Being recognized for and eventually building a reputation as a “Best Place to Work” or “Top Workplace” gives an organization the opportunity to leverage its industry-leading retention rate to attract top talent and differentiate from the competition. That’s becoming more and more important as our industry continues to grow.

According to Staffing Industry Analysts, the forecast is for the total U.S. staffing industry to grow 6 percent in both 2014 and 2015, reaching $132.1 billion. That is manifesting inabout 17,000 staffing and recruiting companies, which altogether operate about 35,000 offices. If that doesn’t portray the need for differentiation, I don’t know what does.

Building a “Best Place to Work” environment is ultimately about creating a place where employees trust the organizational leadership, have pride in what they do and enjoy working alongside their colleagues. It’s about the interpersonal connections built within that endure beyond employment with the company. At first blush, that may not appear to benefit your particular organization, but it really does — especially if you plan for the company to be around a while.

When we think about our best jobs, the odds are that what made it a great experience wasn’t just the work, but the environment in which that work was conducted. Regardless of the reason for departing, we generally still speak fondly of those experiences and of the company itself. Perhaps we recommend promising talent their way or even refer business. These are the long-term benefits of a strong company culture.

Hire Dynamics has had the good fortune of being recognized for our culture and employee programs over the years, but it’s been about the journey, not the destination. The end goal isn’t the award as much as seeing the smiling faces of the people we get to work with every day, then sending those people out in the marketplace to represent a company they are proud to be a part of.

Fred Reichheld, founder of Bain & Company’s Loyalty Practice and creator of the Net Promoter System, offered great advice we took to heart when he said, “No company has ever proven (especially in the service industry) that you can maintain client loyalty without first having employee loyalty.” Like everything in today’s professional environment, building loyalty can be a moving target, but it must remain a focus of leadership.

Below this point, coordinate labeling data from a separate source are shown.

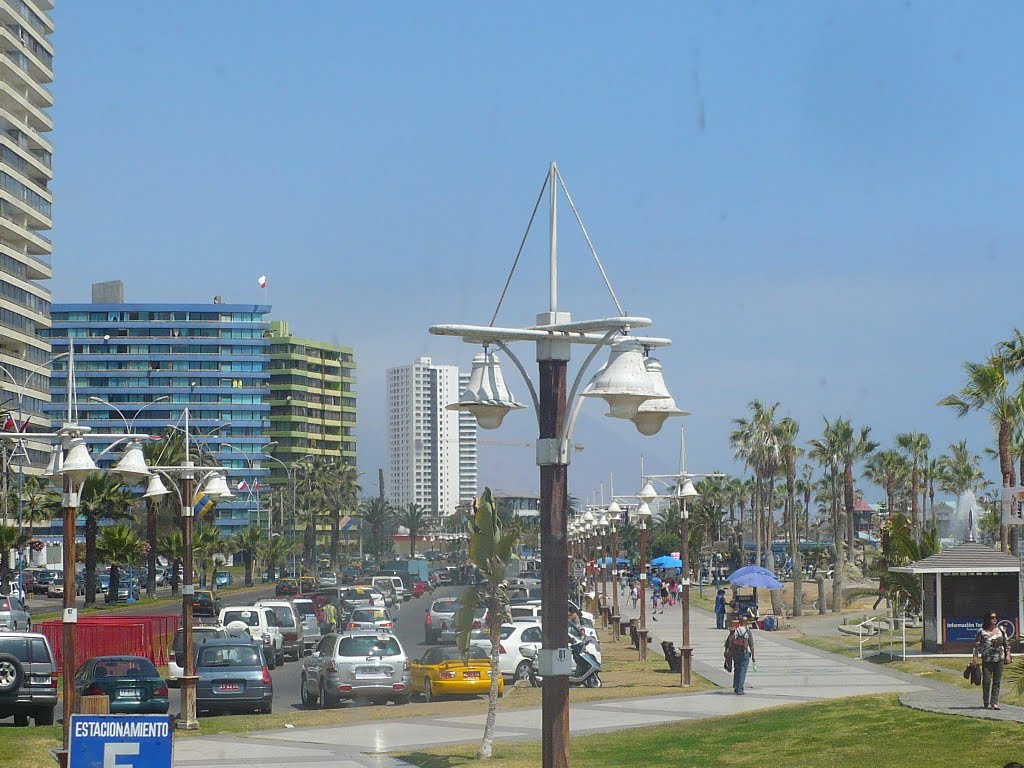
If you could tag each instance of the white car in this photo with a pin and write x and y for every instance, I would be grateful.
(511, 662)
(261, 624)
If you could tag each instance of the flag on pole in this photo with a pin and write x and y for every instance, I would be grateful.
(202, 503)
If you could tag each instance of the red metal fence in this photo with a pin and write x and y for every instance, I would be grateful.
(102, 636)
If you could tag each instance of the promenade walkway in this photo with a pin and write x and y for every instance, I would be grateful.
(787, 673)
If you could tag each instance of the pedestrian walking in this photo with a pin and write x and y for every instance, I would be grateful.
(992, 646)
(739, 648)
(720, 609)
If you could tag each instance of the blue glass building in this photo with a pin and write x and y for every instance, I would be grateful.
(211, 357)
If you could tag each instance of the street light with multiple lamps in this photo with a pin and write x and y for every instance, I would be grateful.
(631, 385)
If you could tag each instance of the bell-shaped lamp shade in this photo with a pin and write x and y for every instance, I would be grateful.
(78, 464)
(216, 487)
(155, 487)
(132, 466)
(643, 513)
(651, 415)
(647, 494)
(55, 463)
(485, 395)
(624, 382)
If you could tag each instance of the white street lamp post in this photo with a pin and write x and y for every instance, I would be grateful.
(634, 389)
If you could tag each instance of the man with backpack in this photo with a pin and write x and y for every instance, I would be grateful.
(739, 648)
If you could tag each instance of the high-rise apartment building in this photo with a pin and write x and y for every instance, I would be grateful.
(431, 450)
(25, 210)
(145, 363)
(312, 399)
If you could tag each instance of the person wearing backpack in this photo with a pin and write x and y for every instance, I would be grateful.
(739, 647)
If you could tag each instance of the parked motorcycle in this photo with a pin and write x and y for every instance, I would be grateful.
(587, 672)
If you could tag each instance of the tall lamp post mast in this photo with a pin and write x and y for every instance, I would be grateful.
(634, 389)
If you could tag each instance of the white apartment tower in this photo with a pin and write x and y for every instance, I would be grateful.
(431, 450)
(25, 205)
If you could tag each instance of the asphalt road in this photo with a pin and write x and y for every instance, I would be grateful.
(286, 677)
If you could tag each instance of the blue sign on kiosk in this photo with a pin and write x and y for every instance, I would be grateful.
(120, 741)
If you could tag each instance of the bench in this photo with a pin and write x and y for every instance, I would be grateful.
(673, 655)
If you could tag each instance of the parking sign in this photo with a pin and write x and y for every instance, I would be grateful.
(120, 741)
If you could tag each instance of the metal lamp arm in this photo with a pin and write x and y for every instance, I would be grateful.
(566, 431)
(525, 377)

Here are three best practices to begin the journey of becoming a “Best Place to Work”:

Get commitment from senior management. A successful leadership team develops a vision and core values, and then commits to creating a great workplace. Managers at all levels must consistently live these values to foster trust, pride and camaraderie. Business practices must also align with the vision/core values and support trust building for an overall cohesive approach.

Positive attitudes and practices are the norm. Team-focused philosophies with open communication among employees and management should be standard protocol. A genuine belief that people are key to the success of the business is essential in creating a culture of inclusivity. Owning your recognition and mindset of, “We are not like others,” will promote the perception and pride of a special and unique culture that will continue to drive momentum.

Clarity and consistency foster success. Complexity will not build greatness, so keep things simple. Rather than just solving problems, build on what is special at your organization, then consistency in focus will become essential. Be clear on what you want to accomplish and have a plan on who should drive it.

Delivering an exceptional workplace experience for internal teams is often followed by the sharing of that experience with others. This leads to both brand awareness and industry-recognition, but more importantly, it leads to positive results at the heart of the business where it counts — within walls of your organization and the lives of those that comprise it.